Like Steve, I’ve blogged for years, and I’m not sure how many little-known personal facts I can dig up. And there’s a further problem: two years ago (almost exactly) I was tagged with the “5 things” meme. I don’t want to repeat myself, so I’ll have to think up some new things. Here goes:

  1. I’m addicted to the British glucose-based drink Lucozade. When I was about six, I was hospitalized with severe whooping cough, and for some time Lucozade was the only thing I could keep down. I prefer it at room temperature, just as it was in hospital.
  2. You never forget that ghostly blue light. During the summer of 1971, I had a job in the Theoretical Physics group at AERE Harwell. My “office” was a prefabricated shed, erected in the old aircraft hangar that housed the LIDO “swimming pool” reactor. When I worked late (which I did quite often, the only illumination was my desk lamp and the blue glow from the ÄŒerenkov radiation. (And yes, there were life preservers hanging everywhere, just in case someone fell in.)

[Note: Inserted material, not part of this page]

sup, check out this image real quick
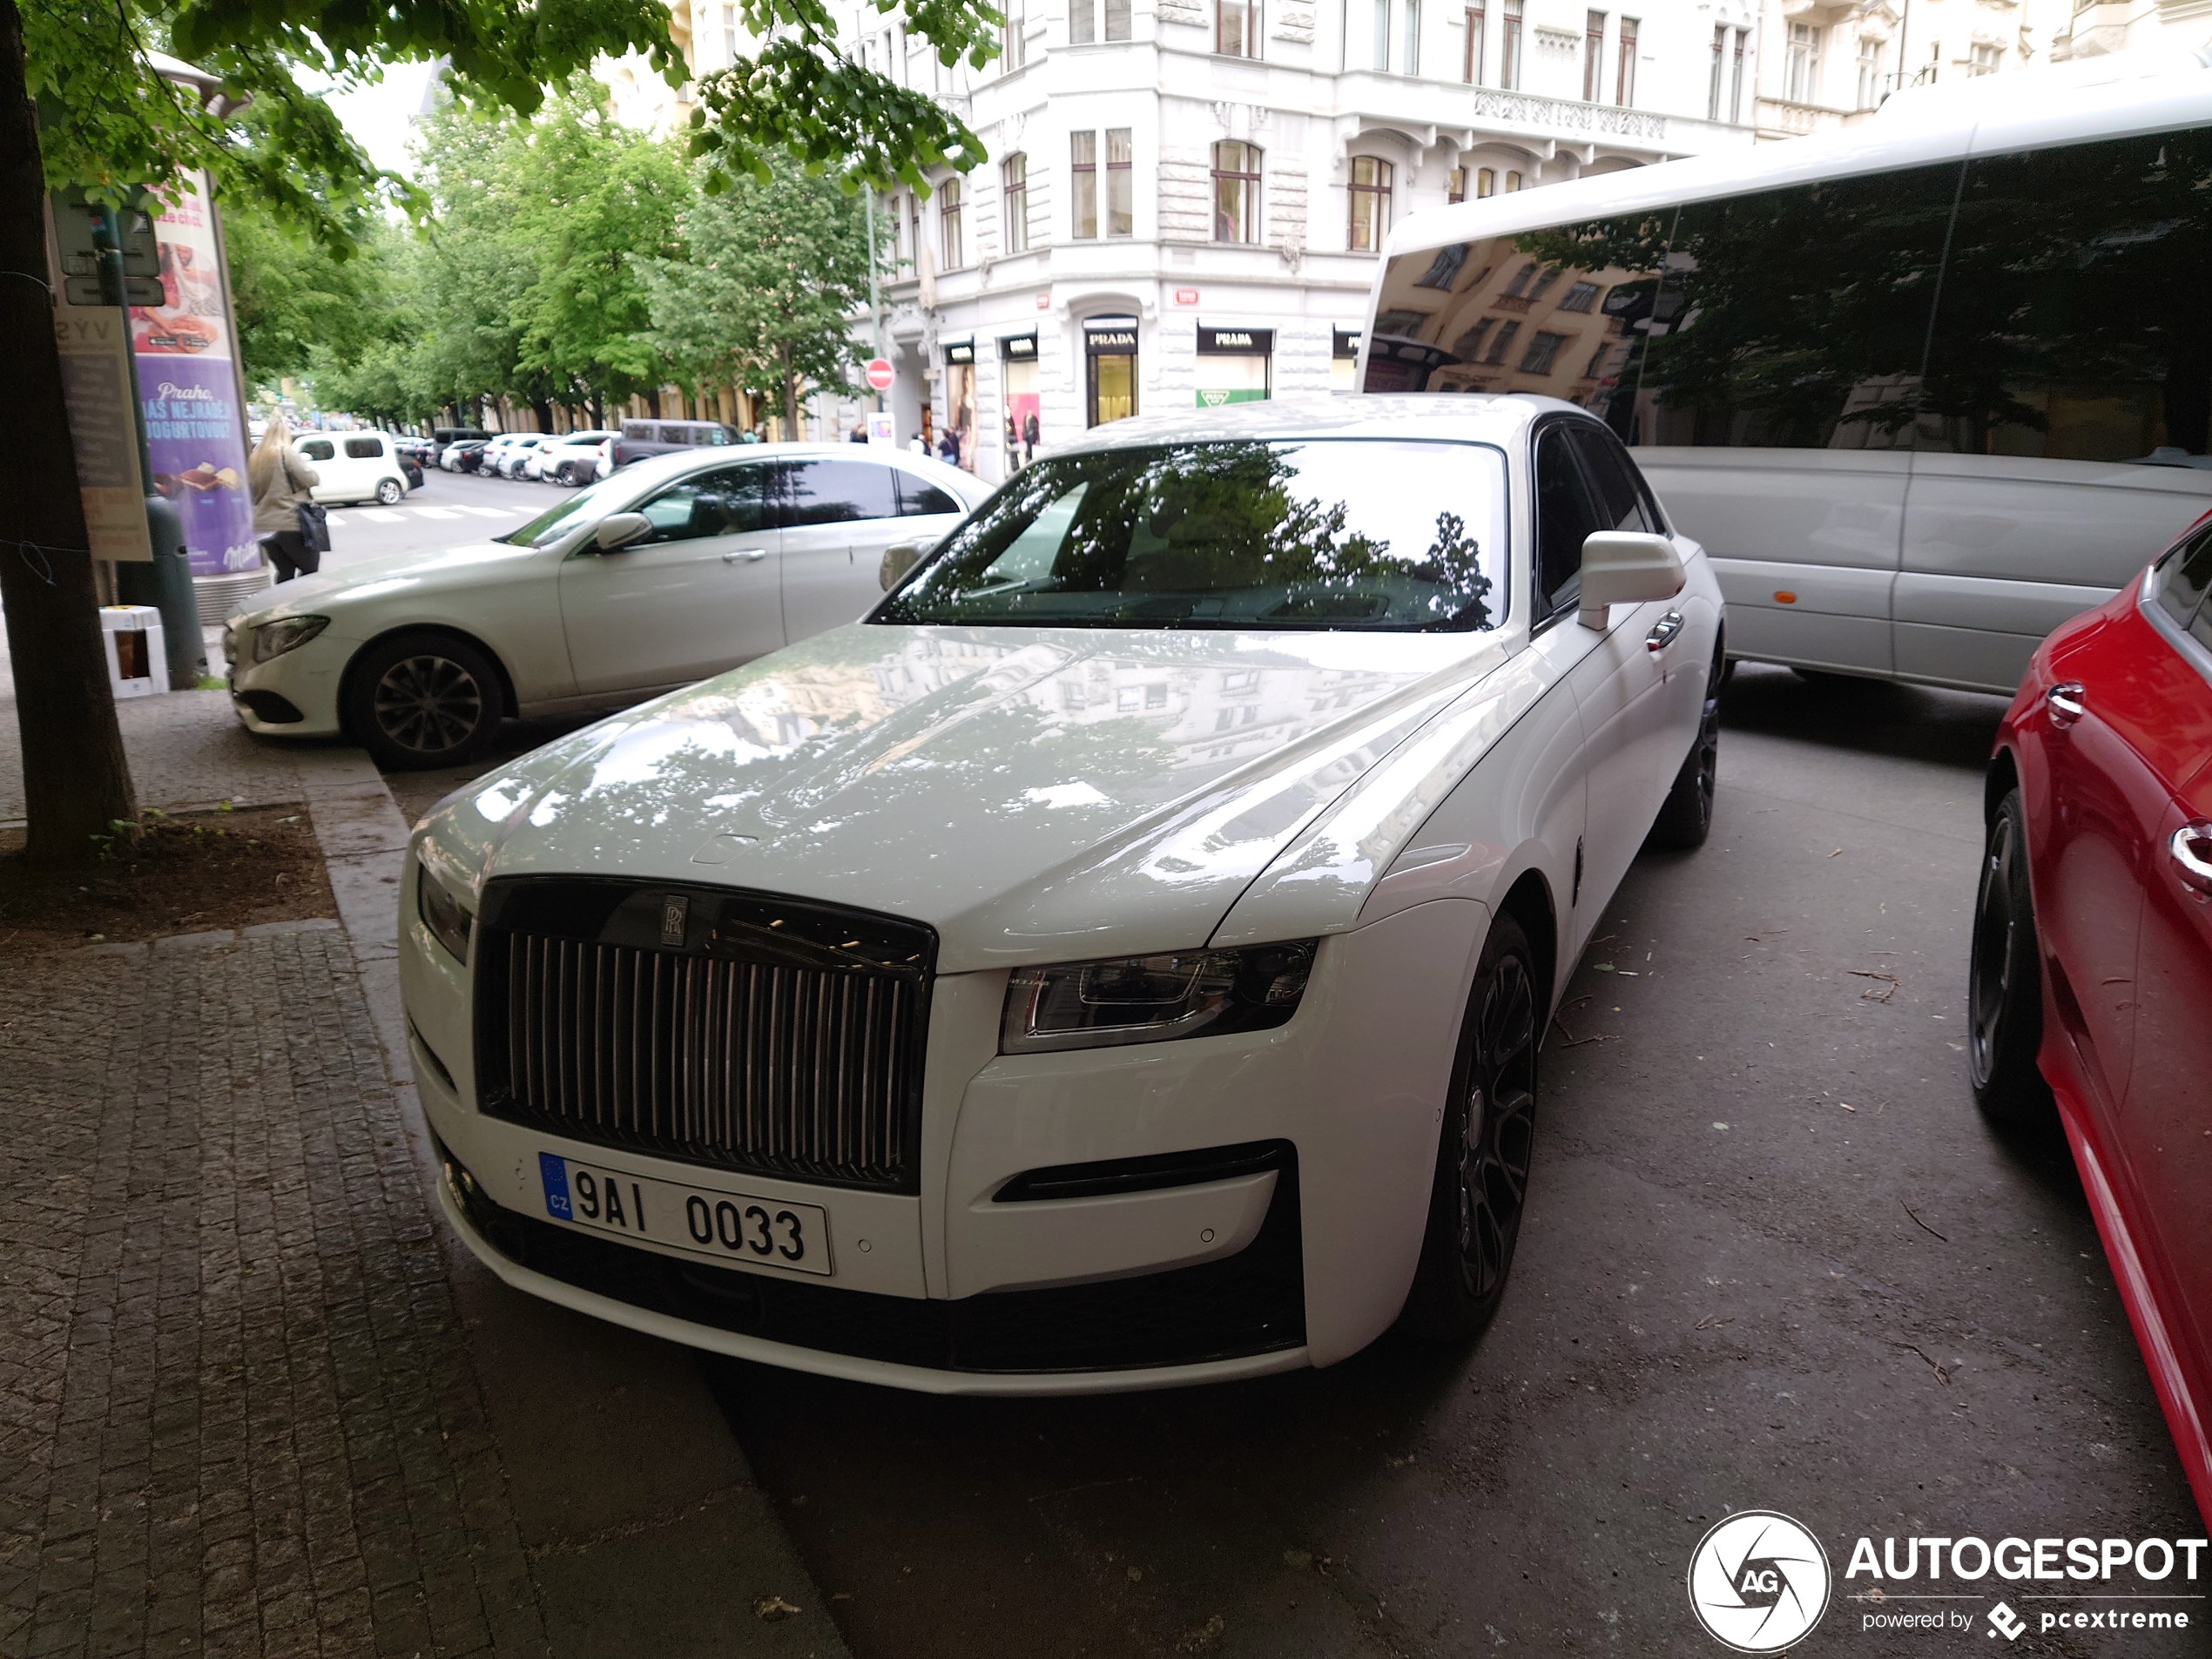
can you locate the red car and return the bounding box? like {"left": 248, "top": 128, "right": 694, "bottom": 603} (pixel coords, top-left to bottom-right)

  3. If it were not for a British TV docu-drama, I would probably not be living in the US today. Back in 1980 I had decided to boost my income by taking a programming job with a petrochemical company in Saudi Arabia. It was a typical expat deal: I was going to live in a company hostel, with my (tax-free) salary paid into a numbered Swiss bank account, and meeting my family for vacations twice a year in Greece or Cyprus. But a few days before I was due to leave, the film Death of a Princess was shown on ATV. Immediately anyone with a British passport became persona non grata in Saudi Arabia. When it became clear that the ban was likely to last for a while, I started looking for alternative jobs, and was recruited by Raytheon Data Systems in Massachusetts.

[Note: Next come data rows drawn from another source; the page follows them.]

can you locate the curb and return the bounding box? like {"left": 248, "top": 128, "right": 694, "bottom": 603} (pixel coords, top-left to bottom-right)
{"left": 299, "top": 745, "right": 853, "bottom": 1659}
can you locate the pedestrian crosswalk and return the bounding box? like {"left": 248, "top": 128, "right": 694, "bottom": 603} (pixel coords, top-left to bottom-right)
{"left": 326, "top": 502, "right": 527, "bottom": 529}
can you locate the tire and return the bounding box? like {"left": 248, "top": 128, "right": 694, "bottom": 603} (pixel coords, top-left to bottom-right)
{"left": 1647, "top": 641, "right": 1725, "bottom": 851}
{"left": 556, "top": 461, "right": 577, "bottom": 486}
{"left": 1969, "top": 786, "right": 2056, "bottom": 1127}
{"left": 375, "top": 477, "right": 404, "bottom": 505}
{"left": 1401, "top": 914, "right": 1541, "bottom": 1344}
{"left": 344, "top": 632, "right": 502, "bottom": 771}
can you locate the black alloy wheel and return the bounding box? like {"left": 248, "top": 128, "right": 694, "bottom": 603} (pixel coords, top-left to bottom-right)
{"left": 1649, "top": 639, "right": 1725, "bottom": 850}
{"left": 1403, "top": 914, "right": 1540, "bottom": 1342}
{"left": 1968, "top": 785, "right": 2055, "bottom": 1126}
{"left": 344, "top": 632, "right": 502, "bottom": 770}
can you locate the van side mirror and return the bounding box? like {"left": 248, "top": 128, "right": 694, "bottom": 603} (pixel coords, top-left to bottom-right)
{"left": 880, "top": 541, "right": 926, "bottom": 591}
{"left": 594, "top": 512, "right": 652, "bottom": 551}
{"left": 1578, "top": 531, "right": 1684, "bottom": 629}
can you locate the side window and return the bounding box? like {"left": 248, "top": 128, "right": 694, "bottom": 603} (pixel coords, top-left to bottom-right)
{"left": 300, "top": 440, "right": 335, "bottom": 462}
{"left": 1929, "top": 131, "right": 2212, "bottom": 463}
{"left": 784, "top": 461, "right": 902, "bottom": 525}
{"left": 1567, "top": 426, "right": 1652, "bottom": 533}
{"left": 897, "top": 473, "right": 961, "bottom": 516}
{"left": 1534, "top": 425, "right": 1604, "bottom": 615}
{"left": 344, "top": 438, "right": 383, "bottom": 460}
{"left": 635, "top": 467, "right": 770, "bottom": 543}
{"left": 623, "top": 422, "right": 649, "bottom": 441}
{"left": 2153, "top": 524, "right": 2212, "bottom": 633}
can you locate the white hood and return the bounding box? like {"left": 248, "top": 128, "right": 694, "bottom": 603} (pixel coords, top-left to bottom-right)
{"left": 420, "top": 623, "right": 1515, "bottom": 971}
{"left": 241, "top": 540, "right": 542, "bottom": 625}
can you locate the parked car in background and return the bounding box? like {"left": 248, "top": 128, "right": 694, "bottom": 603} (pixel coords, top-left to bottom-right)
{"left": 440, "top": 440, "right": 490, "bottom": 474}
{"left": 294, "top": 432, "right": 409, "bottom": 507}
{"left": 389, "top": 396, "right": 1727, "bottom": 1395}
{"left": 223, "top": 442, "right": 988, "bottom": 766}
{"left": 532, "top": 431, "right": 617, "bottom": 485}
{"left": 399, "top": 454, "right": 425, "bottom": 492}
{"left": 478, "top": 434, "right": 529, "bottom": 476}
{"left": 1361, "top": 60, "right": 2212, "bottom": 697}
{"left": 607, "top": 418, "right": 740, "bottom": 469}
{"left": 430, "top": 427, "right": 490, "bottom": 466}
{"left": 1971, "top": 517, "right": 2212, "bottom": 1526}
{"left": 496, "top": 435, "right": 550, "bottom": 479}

  4. Why am I a Mac user? During 1996 there were rumours that Sun was trying to buy Apple. While any talk of acquisition soon fizzled, contact continued. For most of that year, I was part of a secret team working to integrate the Sun and Apple technology portfolios. Sun was to give up making desktop computers, Apple would abandon its minuscule server business, Solaris would be used as the basis for OS X, and sales and channel strategies would be coordinated. I spent much of my time that year at Apple, working on the networking aspects of the deal. It all unravelled when Steve Jobs returned to Apple at the beginning of 1997; with the NeXT OS technology he had no need for Solaris. Shortly afterwards, Eric Schmidt left Sun to join Novell, before moving to Google a few years later. All I got was a T-shirt, and a PowerBook – but that was enough.

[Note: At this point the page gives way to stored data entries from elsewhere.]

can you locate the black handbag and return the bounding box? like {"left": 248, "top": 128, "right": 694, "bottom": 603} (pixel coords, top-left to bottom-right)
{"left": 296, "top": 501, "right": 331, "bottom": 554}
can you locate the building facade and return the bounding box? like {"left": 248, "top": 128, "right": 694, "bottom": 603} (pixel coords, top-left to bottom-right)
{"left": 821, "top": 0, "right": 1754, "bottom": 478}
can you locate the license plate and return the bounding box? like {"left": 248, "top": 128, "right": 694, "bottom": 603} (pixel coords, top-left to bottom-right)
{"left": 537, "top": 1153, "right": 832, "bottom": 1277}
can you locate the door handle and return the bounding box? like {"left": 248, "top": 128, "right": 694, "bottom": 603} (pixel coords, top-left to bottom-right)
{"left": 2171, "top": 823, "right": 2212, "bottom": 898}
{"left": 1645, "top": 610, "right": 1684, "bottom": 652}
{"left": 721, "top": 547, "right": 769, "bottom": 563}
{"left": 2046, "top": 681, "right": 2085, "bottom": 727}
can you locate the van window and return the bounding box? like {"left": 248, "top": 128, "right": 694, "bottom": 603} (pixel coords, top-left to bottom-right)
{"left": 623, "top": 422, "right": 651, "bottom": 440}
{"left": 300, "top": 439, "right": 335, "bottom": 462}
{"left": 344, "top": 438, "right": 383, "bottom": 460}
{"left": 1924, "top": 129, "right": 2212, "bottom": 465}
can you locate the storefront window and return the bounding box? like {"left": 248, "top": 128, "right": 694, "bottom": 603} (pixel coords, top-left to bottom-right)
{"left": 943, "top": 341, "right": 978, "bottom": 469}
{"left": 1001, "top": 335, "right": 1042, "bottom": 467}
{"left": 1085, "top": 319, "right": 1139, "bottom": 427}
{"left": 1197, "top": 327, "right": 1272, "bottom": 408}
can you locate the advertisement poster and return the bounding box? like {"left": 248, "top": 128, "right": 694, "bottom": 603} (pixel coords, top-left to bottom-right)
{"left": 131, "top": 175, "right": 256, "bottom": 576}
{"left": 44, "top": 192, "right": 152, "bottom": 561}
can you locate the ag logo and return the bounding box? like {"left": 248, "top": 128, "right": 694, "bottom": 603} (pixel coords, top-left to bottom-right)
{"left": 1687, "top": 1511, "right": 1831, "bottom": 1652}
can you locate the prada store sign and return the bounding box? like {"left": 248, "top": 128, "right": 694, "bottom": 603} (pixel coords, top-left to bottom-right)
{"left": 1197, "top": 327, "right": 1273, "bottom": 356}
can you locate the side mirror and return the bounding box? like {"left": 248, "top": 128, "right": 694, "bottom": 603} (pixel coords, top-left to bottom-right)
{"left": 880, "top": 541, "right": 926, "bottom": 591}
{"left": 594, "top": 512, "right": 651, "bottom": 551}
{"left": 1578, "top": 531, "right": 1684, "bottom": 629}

  5. Out of the mouths of babes and… In 1982 I was working for Raytheon Data Systems (RDS), a company whose main business was supplying IBM-compatible terminal systems to airlines. One day I was invited to join a meeting that included various VPs and corporate lawyers from IBM and RDS, who were haggling over the licensing terms for an IBM specification. After several hours of fruitless discussion, I said, “Oh, come on. Just give us the spec and we’ll implement it.” All the IBM lawyers promptly got in a huddle. “Are you formally requesting that we turn over the document to you?” they asked. “Well, yes,” I replied, rather surprised. “In that case, we are required by the terms of our consent decree to comply,” they said. And they did. Apparently nobody had thought to simply ask for it.
  6. I have been to Buckingham Palace once – for my mother’s OBE investiture. Unfortunately I didn’t take a camera. (This was before digital photography and camera phones.)
  7. Me and Ronnie. [Reprinted from an entry in my Sun blog, dated June 11, 2004] While everybody seems to be waxing lyrical (or apoplectic) about Ronald Reagan (and I did like Steve Bell’s cartoon in the Guardian), I was reminded of a personal piece of synchronicity. We had just moved from the UK to the USA (for “just a few years,” we thought – hah!), and it was my first day on the job, at Raytheon Data Systems in Mansfield, Massachusetts. I was joining the team to work on the OS for Raytheon’s next generation minicomputer. It was March 30, 1981, and around 2:30pm, right in the middle of a meeting to get to know the rest of the team, everything stopped: Reagan had just been shot. From my perspective, as an outsider who viewed America as a pathologically gun-obsessed culture, it was an odd moment… what had I let myself in for?

So that’s seven more-or-less new things about me. Now I have to tag seven people. That’s tough. I tagged several people the last time around, and so this time I’m going to pass. Sorry.